Think of it as The Odd Couple Private Investigation Agency. These guys might be brothers, but they have only one thing in common, and that’s their skills as private investigators. Otherwise they are as far apart as night and day. A.J.’s (Parker) the clean cut, nearly anal member of the sibling pair. He sees the detective game more in the mainstream world and tries to play things straight and by the book. Rick (McRaney), on the other hand, is a slob of a guy. He’s the kick back let life come to him sort of chap. He doesn’t pick up very much after himself. He lives a Bohemian lifestyle complete with houseboat and Sanford and Son beat up pick ‘em up truck. Neither of them are pulling in very much money and have to deal with Mom’s (Carver) disapproval of their chosen profession. The two treat everything like a competition and take sibling rivalry to new heights. They were also in heated competition with the detective agency on the same block, run by crotchety old Myron Fowler (Barth) and his daughter Janet (Wilson). Janet eventually becomes a district attorney and really gets under the brothers’ skin. Unfortunately she’s absent on all but a couple of the third season’s cases. The pair worked with rather off-the-wall detective Downtown Brown played by WKRP’s own Venus Flytrap, Tim Reid. He was one of those “end justifies the means” kind of a guy.

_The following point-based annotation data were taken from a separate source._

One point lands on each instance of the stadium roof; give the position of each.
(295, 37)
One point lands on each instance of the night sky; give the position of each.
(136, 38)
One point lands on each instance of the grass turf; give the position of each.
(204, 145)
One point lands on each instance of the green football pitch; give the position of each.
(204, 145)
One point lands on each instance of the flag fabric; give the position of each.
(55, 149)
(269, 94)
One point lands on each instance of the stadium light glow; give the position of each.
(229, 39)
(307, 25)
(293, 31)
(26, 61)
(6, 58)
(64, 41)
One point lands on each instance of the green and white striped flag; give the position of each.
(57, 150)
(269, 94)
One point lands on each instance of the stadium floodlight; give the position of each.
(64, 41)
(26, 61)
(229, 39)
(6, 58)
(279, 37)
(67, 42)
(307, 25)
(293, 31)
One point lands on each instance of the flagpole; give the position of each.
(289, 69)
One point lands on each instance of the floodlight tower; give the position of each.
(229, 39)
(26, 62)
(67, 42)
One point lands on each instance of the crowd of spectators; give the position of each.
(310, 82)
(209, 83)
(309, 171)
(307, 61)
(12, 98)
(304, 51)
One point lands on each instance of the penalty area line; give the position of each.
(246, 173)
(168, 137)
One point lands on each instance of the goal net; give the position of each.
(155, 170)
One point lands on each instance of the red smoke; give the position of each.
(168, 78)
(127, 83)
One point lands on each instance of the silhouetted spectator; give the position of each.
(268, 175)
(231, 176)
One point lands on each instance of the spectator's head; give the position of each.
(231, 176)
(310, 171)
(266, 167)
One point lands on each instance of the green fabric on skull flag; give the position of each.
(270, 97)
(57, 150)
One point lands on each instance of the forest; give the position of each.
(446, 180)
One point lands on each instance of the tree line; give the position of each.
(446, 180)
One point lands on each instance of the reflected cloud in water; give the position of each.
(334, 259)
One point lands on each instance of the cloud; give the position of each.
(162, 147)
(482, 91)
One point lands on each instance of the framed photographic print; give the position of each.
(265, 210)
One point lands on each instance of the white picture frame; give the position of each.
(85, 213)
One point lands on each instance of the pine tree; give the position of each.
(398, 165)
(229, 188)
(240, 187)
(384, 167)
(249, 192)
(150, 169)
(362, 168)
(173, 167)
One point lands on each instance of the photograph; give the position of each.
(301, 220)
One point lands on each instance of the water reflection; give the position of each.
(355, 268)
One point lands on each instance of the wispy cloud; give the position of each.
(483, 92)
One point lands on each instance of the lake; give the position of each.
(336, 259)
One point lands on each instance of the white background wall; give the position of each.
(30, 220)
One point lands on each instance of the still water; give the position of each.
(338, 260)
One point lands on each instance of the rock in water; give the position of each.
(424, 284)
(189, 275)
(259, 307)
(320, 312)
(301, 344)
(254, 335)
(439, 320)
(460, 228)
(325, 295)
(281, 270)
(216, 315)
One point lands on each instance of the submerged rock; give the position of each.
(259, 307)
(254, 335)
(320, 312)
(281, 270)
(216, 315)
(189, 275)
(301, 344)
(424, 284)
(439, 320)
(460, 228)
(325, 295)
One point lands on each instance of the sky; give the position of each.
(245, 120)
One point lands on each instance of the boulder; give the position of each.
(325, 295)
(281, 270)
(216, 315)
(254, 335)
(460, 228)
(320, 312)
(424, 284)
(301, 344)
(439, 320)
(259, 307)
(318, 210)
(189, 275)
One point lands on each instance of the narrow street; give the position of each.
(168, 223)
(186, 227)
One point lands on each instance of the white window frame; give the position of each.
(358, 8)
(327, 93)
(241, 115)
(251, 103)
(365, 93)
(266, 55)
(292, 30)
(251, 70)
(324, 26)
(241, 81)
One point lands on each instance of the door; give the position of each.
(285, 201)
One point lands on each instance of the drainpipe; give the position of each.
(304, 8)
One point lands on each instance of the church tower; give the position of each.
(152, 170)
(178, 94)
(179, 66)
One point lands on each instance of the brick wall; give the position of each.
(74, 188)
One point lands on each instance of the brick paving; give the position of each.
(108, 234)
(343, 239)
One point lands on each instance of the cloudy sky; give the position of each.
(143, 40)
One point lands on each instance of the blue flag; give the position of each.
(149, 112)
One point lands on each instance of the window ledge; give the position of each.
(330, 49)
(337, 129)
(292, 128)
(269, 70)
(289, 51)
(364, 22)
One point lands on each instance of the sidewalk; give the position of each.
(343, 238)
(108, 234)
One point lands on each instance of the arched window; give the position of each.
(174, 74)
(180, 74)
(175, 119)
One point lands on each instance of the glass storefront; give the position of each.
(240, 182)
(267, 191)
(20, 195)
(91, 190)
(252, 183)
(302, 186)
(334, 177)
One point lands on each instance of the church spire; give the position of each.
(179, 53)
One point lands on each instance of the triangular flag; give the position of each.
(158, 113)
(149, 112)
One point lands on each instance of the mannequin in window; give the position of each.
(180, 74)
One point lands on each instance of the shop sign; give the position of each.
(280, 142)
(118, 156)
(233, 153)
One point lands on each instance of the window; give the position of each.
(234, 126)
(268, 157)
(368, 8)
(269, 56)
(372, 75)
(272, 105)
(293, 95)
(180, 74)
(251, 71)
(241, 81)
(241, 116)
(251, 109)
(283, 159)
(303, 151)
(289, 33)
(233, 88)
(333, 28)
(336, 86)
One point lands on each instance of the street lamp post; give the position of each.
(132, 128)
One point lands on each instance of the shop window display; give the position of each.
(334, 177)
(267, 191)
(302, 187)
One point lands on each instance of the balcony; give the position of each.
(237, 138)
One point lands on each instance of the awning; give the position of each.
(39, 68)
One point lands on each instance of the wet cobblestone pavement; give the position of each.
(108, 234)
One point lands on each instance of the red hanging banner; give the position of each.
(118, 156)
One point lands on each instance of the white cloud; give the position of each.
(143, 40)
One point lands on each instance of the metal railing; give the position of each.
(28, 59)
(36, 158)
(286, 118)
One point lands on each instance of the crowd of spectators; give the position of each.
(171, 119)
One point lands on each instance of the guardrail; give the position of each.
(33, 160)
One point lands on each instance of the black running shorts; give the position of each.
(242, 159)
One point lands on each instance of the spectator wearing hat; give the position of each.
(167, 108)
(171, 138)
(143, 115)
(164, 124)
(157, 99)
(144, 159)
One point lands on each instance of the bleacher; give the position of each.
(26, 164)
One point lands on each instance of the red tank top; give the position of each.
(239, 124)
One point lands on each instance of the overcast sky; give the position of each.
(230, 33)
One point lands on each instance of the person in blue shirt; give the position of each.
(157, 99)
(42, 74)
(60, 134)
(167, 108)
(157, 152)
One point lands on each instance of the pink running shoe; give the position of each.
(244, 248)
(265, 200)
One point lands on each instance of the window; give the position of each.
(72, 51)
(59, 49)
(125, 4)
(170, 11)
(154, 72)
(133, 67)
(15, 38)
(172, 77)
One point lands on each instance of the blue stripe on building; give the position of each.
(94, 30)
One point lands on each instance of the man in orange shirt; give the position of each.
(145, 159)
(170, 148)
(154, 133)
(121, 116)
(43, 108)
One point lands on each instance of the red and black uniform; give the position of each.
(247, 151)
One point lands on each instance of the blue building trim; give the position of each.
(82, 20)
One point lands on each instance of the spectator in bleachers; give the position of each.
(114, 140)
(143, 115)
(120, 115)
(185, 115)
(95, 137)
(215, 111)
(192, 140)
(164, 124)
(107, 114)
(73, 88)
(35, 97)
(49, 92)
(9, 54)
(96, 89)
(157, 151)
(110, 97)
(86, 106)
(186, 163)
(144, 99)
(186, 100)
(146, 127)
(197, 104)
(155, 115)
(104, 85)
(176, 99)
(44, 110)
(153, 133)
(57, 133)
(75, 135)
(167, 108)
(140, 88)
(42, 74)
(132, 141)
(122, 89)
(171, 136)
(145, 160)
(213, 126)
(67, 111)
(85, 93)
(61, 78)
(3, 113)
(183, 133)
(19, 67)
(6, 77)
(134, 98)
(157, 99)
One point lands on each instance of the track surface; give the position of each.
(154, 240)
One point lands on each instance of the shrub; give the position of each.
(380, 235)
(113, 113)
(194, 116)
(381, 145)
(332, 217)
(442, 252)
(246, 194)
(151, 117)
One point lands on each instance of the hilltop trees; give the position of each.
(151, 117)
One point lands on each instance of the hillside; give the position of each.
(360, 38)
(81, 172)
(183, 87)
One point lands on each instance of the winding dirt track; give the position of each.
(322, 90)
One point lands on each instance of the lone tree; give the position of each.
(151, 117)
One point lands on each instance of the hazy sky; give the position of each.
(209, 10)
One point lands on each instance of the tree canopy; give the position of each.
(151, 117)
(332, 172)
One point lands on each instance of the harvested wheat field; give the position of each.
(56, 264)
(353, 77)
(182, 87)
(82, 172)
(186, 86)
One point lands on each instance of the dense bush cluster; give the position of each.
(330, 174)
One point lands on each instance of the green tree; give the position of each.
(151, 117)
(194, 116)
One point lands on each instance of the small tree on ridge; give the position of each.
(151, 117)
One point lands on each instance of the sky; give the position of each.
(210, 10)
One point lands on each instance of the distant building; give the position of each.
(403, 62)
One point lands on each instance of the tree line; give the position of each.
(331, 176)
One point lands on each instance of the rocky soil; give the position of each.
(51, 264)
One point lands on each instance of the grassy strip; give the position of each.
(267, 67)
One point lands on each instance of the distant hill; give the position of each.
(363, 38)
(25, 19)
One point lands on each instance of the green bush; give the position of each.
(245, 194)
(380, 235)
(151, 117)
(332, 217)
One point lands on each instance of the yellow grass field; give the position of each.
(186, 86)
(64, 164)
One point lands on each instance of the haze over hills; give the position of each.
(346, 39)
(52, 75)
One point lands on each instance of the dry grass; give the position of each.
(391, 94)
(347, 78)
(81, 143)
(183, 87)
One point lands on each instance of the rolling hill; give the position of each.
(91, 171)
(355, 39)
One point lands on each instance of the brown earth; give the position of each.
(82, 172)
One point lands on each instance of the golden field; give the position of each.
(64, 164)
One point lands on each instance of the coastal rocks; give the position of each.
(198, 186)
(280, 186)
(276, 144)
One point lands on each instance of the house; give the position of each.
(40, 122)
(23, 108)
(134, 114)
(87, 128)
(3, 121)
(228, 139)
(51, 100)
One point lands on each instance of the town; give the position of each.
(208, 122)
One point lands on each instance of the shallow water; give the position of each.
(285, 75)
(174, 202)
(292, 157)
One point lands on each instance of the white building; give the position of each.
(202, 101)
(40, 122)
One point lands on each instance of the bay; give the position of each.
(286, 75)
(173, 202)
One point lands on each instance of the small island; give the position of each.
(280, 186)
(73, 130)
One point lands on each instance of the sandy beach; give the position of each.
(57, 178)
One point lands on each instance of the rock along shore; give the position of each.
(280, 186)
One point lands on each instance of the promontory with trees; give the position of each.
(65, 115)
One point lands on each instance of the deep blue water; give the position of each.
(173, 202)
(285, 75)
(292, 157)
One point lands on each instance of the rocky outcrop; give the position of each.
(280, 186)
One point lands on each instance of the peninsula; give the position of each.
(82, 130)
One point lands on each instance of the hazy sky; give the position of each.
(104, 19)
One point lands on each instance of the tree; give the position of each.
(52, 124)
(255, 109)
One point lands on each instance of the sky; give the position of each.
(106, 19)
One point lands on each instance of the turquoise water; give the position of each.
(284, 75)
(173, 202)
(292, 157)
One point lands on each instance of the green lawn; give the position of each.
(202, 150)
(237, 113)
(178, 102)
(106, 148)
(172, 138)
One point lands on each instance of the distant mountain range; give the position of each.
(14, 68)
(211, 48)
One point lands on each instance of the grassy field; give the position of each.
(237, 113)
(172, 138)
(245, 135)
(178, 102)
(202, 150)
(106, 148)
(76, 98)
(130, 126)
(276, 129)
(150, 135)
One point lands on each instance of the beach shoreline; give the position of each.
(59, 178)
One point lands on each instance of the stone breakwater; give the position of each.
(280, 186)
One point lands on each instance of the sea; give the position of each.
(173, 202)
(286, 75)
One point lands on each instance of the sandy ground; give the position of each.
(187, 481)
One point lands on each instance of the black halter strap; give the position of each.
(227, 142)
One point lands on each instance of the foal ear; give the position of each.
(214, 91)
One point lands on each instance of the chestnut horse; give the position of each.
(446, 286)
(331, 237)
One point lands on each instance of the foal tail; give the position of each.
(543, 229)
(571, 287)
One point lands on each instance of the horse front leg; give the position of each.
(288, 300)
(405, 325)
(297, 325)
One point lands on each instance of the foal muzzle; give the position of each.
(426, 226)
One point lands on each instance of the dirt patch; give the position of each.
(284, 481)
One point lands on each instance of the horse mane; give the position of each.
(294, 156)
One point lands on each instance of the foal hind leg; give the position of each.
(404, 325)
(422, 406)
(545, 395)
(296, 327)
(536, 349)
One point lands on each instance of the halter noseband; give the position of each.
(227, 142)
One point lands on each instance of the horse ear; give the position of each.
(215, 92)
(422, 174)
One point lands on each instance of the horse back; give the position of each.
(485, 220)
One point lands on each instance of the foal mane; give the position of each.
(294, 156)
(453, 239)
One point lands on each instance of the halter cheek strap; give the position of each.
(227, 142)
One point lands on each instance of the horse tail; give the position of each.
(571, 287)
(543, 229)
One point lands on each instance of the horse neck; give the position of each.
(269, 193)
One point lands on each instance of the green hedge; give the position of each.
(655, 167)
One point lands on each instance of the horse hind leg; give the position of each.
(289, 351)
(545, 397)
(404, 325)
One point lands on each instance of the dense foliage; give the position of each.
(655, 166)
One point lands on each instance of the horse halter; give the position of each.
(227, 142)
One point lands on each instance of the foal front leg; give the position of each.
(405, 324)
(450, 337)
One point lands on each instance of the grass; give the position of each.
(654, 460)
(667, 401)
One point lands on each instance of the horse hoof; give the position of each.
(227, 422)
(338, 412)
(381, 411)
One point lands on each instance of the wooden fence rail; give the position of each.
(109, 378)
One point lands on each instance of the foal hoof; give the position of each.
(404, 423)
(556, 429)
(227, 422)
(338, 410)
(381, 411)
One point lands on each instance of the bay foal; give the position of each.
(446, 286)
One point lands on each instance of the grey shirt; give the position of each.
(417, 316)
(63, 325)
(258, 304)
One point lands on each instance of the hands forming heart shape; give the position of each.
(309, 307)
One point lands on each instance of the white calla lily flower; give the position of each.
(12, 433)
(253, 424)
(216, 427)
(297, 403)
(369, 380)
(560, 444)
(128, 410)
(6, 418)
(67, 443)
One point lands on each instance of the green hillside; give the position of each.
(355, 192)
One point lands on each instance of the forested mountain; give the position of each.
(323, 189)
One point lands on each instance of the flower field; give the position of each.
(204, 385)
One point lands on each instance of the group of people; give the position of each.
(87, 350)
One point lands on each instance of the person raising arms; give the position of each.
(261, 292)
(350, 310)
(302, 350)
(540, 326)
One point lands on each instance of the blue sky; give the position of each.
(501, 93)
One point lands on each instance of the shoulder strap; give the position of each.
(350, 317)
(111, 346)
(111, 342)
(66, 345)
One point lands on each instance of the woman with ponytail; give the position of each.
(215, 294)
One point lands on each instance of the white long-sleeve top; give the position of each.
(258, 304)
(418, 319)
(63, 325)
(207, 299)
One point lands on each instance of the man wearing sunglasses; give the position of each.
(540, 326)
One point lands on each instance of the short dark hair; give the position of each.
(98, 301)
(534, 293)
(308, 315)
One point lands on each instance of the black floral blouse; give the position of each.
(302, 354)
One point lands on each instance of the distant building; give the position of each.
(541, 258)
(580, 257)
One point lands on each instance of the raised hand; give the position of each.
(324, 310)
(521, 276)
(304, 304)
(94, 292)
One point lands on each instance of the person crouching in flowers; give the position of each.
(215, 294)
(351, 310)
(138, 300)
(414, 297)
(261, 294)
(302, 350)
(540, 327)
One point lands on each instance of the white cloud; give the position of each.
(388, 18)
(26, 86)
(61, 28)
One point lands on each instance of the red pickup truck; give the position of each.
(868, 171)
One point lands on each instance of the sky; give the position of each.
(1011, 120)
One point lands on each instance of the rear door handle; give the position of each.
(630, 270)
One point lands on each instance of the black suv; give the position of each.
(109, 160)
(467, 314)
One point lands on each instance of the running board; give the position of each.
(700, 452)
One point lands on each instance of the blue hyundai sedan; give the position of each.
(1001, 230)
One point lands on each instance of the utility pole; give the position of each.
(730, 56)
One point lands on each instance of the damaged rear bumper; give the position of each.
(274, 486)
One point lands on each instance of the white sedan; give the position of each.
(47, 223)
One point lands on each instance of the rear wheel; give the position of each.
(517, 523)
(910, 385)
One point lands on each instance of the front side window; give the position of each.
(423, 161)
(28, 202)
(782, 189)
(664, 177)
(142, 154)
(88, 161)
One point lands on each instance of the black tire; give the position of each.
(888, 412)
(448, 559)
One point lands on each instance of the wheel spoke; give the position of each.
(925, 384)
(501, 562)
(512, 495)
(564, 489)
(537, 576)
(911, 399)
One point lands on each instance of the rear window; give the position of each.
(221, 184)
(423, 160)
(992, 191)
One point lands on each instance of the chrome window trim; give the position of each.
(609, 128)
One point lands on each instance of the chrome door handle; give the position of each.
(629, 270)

The cases were always just a little over their heads and often led them into various traps, gunfights, and car chases. The real charm of the show was watching the brothers working together. They would fight and argue about pretty much everything. Still, when the chips were down, they could always each depend on the other to have his back. They weren’t the brightest of detectives and fell into as many clues by dumb luck as through good investigation technique. It was most definitely a lighter show than most of the detective shows of the 80’s. Miami Vice this was not. The pair went against the mold in almost every aspect. They were not very good with the ladies. They didn’t drive hot fast cars. They were almost always out of money. And they carried themselves as immature frat boys most of the time. The appeal was their Joe Public image. It must have worked, because the show ran for nearly a decade.
The fourth season continues the ride. In Manna From Heaven, Rick’s boat gets repossessed. But when the company’s president gets killed, Rick is in even deeper trouble, because he doesn’t even know the name of the woman he was with at the time of the murder. In Who Killed The Sixties, the boys run into AJ’s old school girlfriend and get sucked into an old murder at a Concert For Peace. Almost Completely Out Of Circulation has the boys looking into the murder of a cartoonist who left clues in his strip. In Deep Cover, the boys are trying to protect a reporter from a hit man who was hired by the reporter himself. The two part episode Simon Without Simon finds the boys split up by competing job offers and then almost framed for murder. In Mummy Talks, the boys are hot on the trail of a killer mummy? Nah, but when one shows up that might be a famous Egyptian figure, it could be murder anyway.
Each episode of Simon And Simon is presented in its original broadcast full frame format. There’s color bleed and a serious lack of definition. The series was originally lensed on film, and you can see a ton of specks and artifacts to prove it. You’re not going to be buying this set for its superior video presentation.
The Dolby Digital Mono track delivers exactly what you are looking for and nothing more. The dialog is clear, and that’s all you’re going to get out of this minimalist presentation.
What’s really amazing is the legs this show ended up having. When you consider it was the chemistry between the brothers that really drove the series and not the cases, the writers, actors, and crew did a pretty good job of getting folks to tune in from week to week. Even more surprising is how quickly such a long-running series was forgotten. I’m amazed at how many people look at me quizzically when I mention the series. For a show with such a loyal following, so few remember those glory years. If you want to recapture some or just refresh your memory on any of the 8 seasons, “Make it four”.